06/05/2012 06:02 EDT | Updated 08/05/2012 05:12 EDT

Royal Bank raises concerns about fees with Maple's $3.8B takeover bid of TMX

TORONTO - Royal Bank of Canada has finally waded into the takeover of the TMX Group by rival financial institutions by urging regulators to take action to ensure costs don't escalate for companies that list on financial markets.

Canada's largest bank said in a Monday filing with the Ontario Securities Commission — which has asked for public feedback on its terms for allowing the $3.8-billion takeover of the operator of the Toronto and Montreal exchanges — that it largely supports the transaction but has some concerns.

It fears costs will escalate when Maple Group Acquisition Corp., a consortium of 13 banks and pension plans, buys the TMX and combines it with the Alpha trading system and CDS, Canada's system for clearing and settling stock trades.

"Our key concern is that the Maple transaction will require a significantly different approach to the regulation of fees and fee models in Canada in order to compensate for the removal of effective competition for trading venues and the transformation of CDS into a profit-making venture," RBC's global co-head of equity trading Greg Mills wrote in a 21-page comment.

In one of several submissions to the Ontario regulator from various stakeholders, RBC (TSX:RY) suggests that Maple should be forced to use Alpha's lower trading fees as the basis for regulated pricing instead of TMX's current fees.

It also says the commission must increase its capacity to be an effective regulator of the market structure and fees.

Royal, which advised former takeover bidder LSE Group before its offer was rejected last year, is the only large Canadian bank with no affiliation to the Maple Group.

National Bank of Canada (TSX:NA), Toronto-Dominion Bank (TSX:TD), Bank of Nova Scotia (TSX:BNS) and Canadian Imperial Bank of Commerce (TSX:CM) are all Maple shareholders along with nine financial firms.

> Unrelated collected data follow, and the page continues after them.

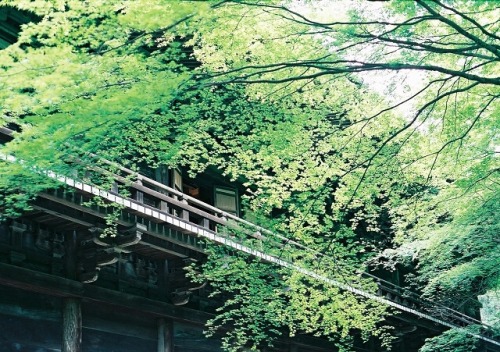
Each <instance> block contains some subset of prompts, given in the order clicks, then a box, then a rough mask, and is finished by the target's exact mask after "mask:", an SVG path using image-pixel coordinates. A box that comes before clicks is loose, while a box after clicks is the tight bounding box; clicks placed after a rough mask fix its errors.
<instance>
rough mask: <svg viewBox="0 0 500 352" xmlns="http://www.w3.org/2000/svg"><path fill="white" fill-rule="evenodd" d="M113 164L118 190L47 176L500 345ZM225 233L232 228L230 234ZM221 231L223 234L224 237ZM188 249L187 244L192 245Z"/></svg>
mask: <svg viewBox="0 0 500 352" xmlns="http://www.w3.org/2000/svg"><path fill="white" fill-rule="evenodd" d="M9 158H10V160H9ZM7 160H9V161H15V158H12V157H8V158H7ZM106 163H109V162H106ZM109 164H110V165H111V166H113V168H114V169H115V170H118V171H119V173H121V174H119V173H117V172H116V171H114V173H113V174H111V176H112V178H113V179H114V180H115V182H116V185H115V187H113V189H112V190H103V189H101V188H99V187H97V186H93V185H91V184H89V183H86V182H81V181H77V180H75V179H73V178H69V177H66V176H61V175H56V174H54V173H52V172H46V174H47V176H48V177H51V178H54V179H57V180H59V181H61V182H63V183H65V184H66V185H69V186H70V187H71V188H73V189H77V190H79V191H80V192H83V193H86V194H87V195H88V196H98V197H100V198H101V199H104V200H107V201H109V202H113V203H116V204H117V205H119V206H123V207H124V208H125V209H126V211H127V212H129V213H133V212H134V211H137V212H138V213H140V216H141V217H145V218H149V219H150V220H151V221H152V222H151V223H150V226H155V225H154V224H156V226H163V225H162V224H165V226H166V227H168V228H170V227H174V228H176V229H178V230H179V231H180V232H182V233H186V234H187V235H188V236H189V237H190V238H191V239H195V238H197V237H198V236H199V237H203V238H205V239H209V240H213V241H215V242H216V243H220V244H228V245H229V246H230V247H231V248H233V249H235V250H241V251H243V252H245V253H247V254H250V255H255V256H256V257H258V258H260V259H262V260H267V261H269V262H271V263H274V264H277V265H281V266H284V267H287V268H291V269H295V270H298V271H300V272H303V273H304V274H306V275H309V276H312V277H314V278H317V279H320V280H322V281H325V282H327V283H330V284H333V285H335V286H338V287H340V288H342V289H345V290H348V291H351V292H353V293H355V294H358V295H361V296H364V297H366V298H372V299H375V300H377V301H379V302H384V303H386V304H389V305H391V306H393V307H396V308H398V309H401V310H403V311H407V312H410V313H412V314H415V315H417V316H420V317H423V318H426V319H429V320H432V321H434V322H440V324H443V325H445V326H448V327H456V326H458V327H464V326H467V325H470V324H478V325H482V326H483V327H484V329H485V330H486V331H487V333H486V334H487V335H485V336H486V337H485V336H481V335H474V336H476V337H479V338H482V339H483V340H486V341H489V342H493V343H494V344H498V342H495V341H494V340H491V338H489V337H488V334H489V332H488V331H490V329H489V327H488V326H486V325H485V324H482V323H481V322H480V321H478V320H476V319H474V318H472V317H469V316H467V315H465V314H463V313H460V312H457V311H455V310H453V309H451V308H448V307H445V306H442V305H439V304H437V303H435V302H431V301H426V300H423V299H422V298H420V297H419V296H418V295H416V294H413V293H409V291H407V290H405V289H403V288H401V287H399V286H396V285H394V284H392V283H390V282H388V281H385V280H382V279H380V278H378V277H373V276H372V275H370V274H367V273H363V274H362V275H364V276H369V277H371V278H372V279H373V280H374V281H375V282H377V283H378V287H379V290H378V292H377V294H376V295H374V294H371V293H368V292H365V291H363V290H362V289H358V288H356V287H355V286H356V285H355V284H353V283H342V282H339V281H336V280H335V279H329V278H327V277H324V276H322V275H321V274H316V273H315V272H314V269H312V270H311V269H304V268H302V267H299V266H297V265H296V264H294V258H290V257H288V256H287V255H288V253H289V251H287V250H285V247H287V246H290V247H294V248H296V249H299V250H302V251H304V253H307V254H309V255H311V256H312V258H318V259H319V258H320V257H323V256H324V255H323V254H321V253H318V252H315V251H314V250H312V249H310V248H308V247H306V246H304V245H302V244H300V243H297V242H295V241H293V240H290V239H288V238H286V237H284V236H281V235H278V234H275V233H273V232H271V231H269V230H267V229H264V228H262V227H260V226H258V225H255V224H253V223H251V222H248V221H246V220H244V219H241V218H239V217H236V216H234V215H233V214H230V213H227V212H225V211H223V210H221V209H218V208H216V207H214V206H212V205H210V204H207V203H204V202H202V201H200V200H198V199H196V198H193V197H191V196H189V195H186V194H184V193H182V192H180V191H178V190H176V189H174V188H172V187H169V186H167V185H164V184H162V183H160V182H158V181H156V180H153V179H151V178H148V177H146V176H144V175H141V174H139V173H137V172H135V171H133V170H130V169H127V168H124V167H122V166H120V165H115V164H112V163H109ZM99 171H101V172H103V173H108V175H109V171H106V170H102V169H101V170H99ZM120 188H121V189H122V190H127V191H128V192H129V193H130V195H131V196H123V195H121V194H120V192H119V190H120ZM148 203H149V204H148ZM224 229H226V230H227V229H229V233H228V232H227V231H226V230H224ZM147 231H151V228H148V229H147ZM224 231H226V233H225V234H224V233H223V232H224ZM234 231H235V232H237V233H239V234H240V236H233V235H231V232H234ZM219 232H221V234H219ZM241 234H243V236H241ZM169 240H170V239H169ZM264 243H265V244H266V246H265V249H263V248H264V246H263V245H264ZM185 244H186V245H187V242H186V243H185ZM259 244H260V245H259ZM255 245H257V246H258V247H260V248H258V249H253V248H256V247H255ZM199 249H201V247H200V248H199ZM281 258H283V259H281ZM377 297H380V298H377Z"/></svg>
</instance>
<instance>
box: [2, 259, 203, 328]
mask: <svg viewBox="0 0 500 352" xmlns="http://www.w3.org/2000/svg"><path fill="white" fill-rule="evenodd" d="M0 285H4V286H10V287H16V288H20V289H23V290H27V291H31V292H40V293H44V294H48V295H51V296H58V297H73V298H81V299H83V300H84V301H88V302H100V303H104V304H106V305H110V306H115V307H125V308H128V309H130V310H133V311H137V312H144V313H146V314H150V315H153V316H156V317H164V318H170V319H173V318H175V319H176V320H179V321H184V322H187V323H193V324H204V323H205V322H206V321H207V320H208V319H211V318H213V315H212V314H209V313H205V312H202V311H198V310H194V309H189V308H185V307H177V306H174V305H173V304H169V303H166V302H163V301H157V300H152V299H149V298H144V297H140V296H136V295H131V294H128V293H123V292H119V291H114V290H110V289H107V288H103V287H99V286H96V285H95V284H84V283H81V282H79V281H75V280H69V279H66V278H63V277H60V276H55V275H51V274H46V273H41V272H38V271H34V270H30V269H26V268H21V267H18V266H14V265H10V264H5V263H0Z"/></svg>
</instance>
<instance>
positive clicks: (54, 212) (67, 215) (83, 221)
mask: <svg viewBox="0 0 500 352" xmlns="http://www.w3.org/2000/svg"><path fill="white" fill-rule="evenodd" d="M31 207H32V208H33V209H36V210H40V211H43V212H44V213H47V214H50V215H52V216H56V217H58V218H61V219H65V220H68V221H71V222H72V223H75V224H79V225H82V226H86V227H92V226H94V224H91V223H90V222H86V221H82V220H80V219H77V218H74V217H72V216H68V215H65V214H62V213H60V212H57V211H54V210H50V209H48V208H45V207H42V206H39V205H32V206H31Z"/></svg>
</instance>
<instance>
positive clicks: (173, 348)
mask: <svg viewBox="0 0 500 352" xmlns="http://www.w3.org/2000/svg"><path fill="white" fill-rule="evenodd" d="M173 340H174V333H173V326H172V321H171V320H170V319H168V320H167V319H165V318H160V319H159V320H158V352H173V351H174V343H173Z"/></svg>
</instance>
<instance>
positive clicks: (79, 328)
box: [61, 298, 82, 352]
mask: <svg viewBox="0 0 500 352" xmlns="http://www.w3.org/2000/svg"><path fill="white" fill-rule="evenodd" d="M81 345H82V311H81V302H80V299H78V298H65V299H64V302H63V340H62V349H61V352H80V351H81Z"/></svg>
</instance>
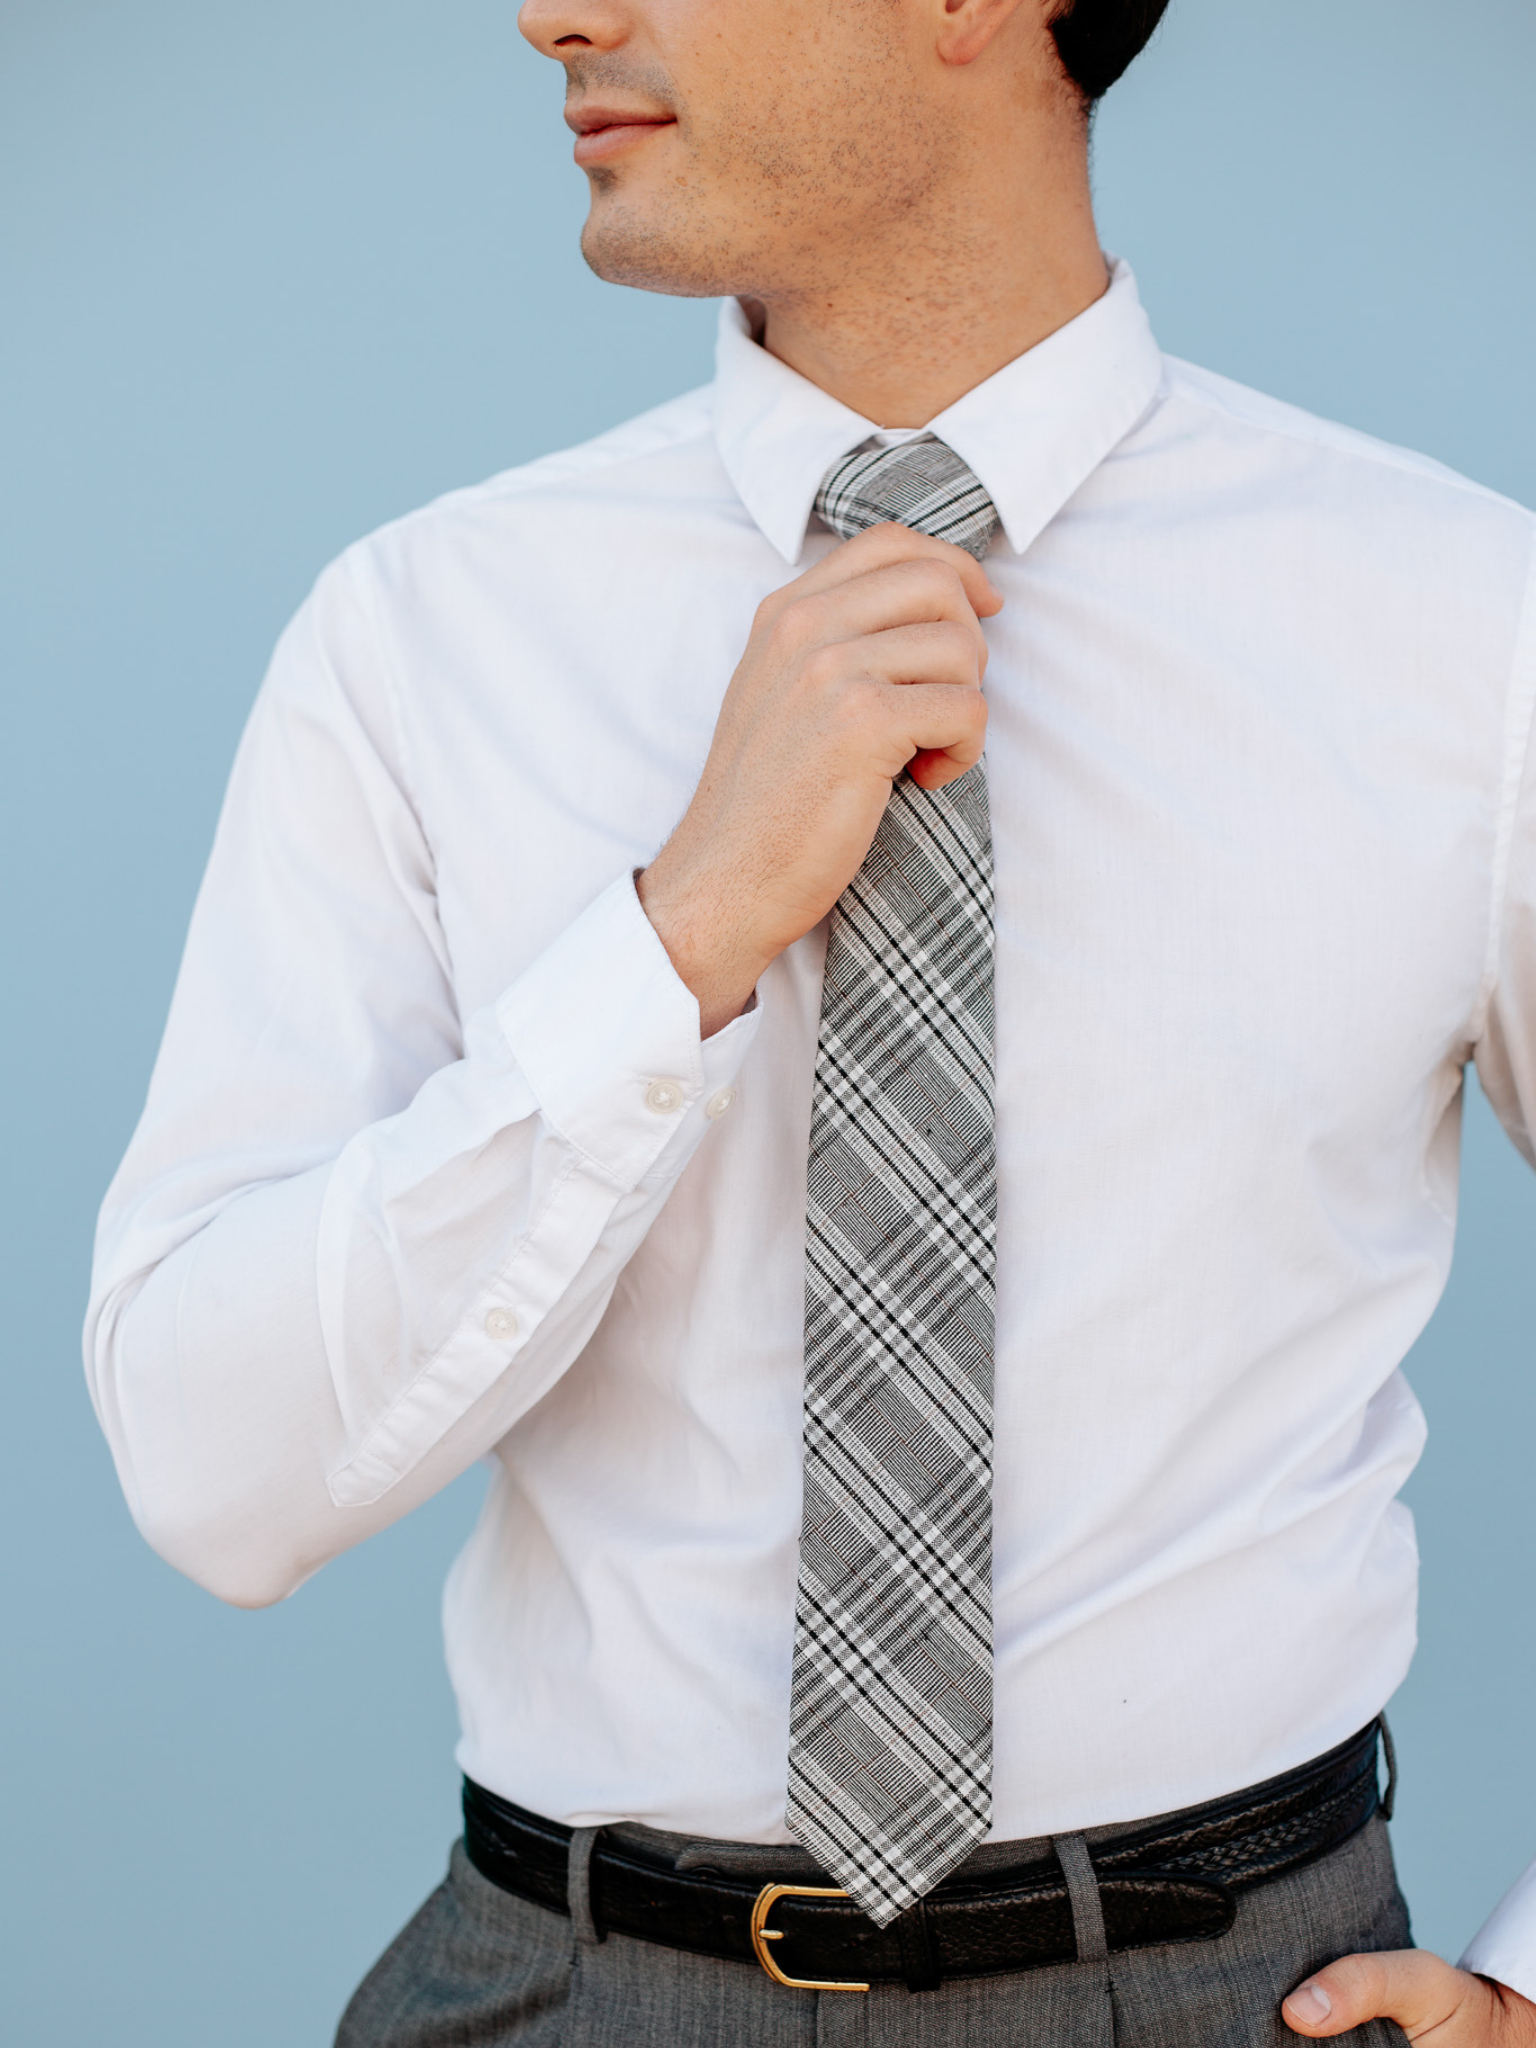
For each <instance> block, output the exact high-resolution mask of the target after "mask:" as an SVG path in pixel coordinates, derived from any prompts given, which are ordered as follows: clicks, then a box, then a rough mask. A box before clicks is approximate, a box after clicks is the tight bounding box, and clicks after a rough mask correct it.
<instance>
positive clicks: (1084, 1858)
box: [1051, 1835, 1110, 1962]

Bank of Montreal (TSX:BMO) doesn't own a stake in Maple but is advising the TMX Group.

Maple has extended its almost $4-billion bid for the TMX Group (TSX:X), operator of Canada's major stock markets, until the end of July.

The consortium is awaiting regulatory approval from various provincial regulators as well as the federal Competition Bureau. Royal's requests were made during a public comment period held by the OSC seeking feedback on its draft recognition order.

Global brokerage firm ITG Canada said it supports terms outlined by the OSC but called for even stronger safeguards to protect the public interest and strengthen the governance and oversight model.

"The structure proposed by the Maple acquisition is fraught with conflicts of interest across every facet of the trading, clearing and settlement infrastructure of this country," it wrote in a lengthy submission.

"These conflicts of interest have the potential to seriously affect the ability of other participants to compete effectively in our capital markets."

William Woods, CEO of WWWoods & Co., said the OSC's proposed orders will create a regulated monopoly that may be able to deal with all conflicts of interest raised by Maple's ownership.

"However, the commission has not explained why a regulated monopoly, rather than free and open competition, is in the best interests of the public in Canada," he wrote.

Maple seeks to acquire a minimum of 70 per cent and a maximum of 80 per cent of the shares of TMX Group, as part of an integrated transaction valued at about $3.8 billion.

Under the deal, Maple investors would end up holding 60 per cent of the TMX Group's stock and current TMX shareholders 40 per cent.

Besides banks, Maple is comprised of the Alberta Investment Management Corporation, Caisse de depot et placement du Quebec, Canada Pension Plan Investment Board, Desjardins Financial Group, Dundee Capital Markets Inc., Fonds de solidarite des travailleurs du Quebec (F.T.Q.), GMP Capital Inc., Ontario Teachers' Pension Plan and The Manufacturers Life Insurance Company.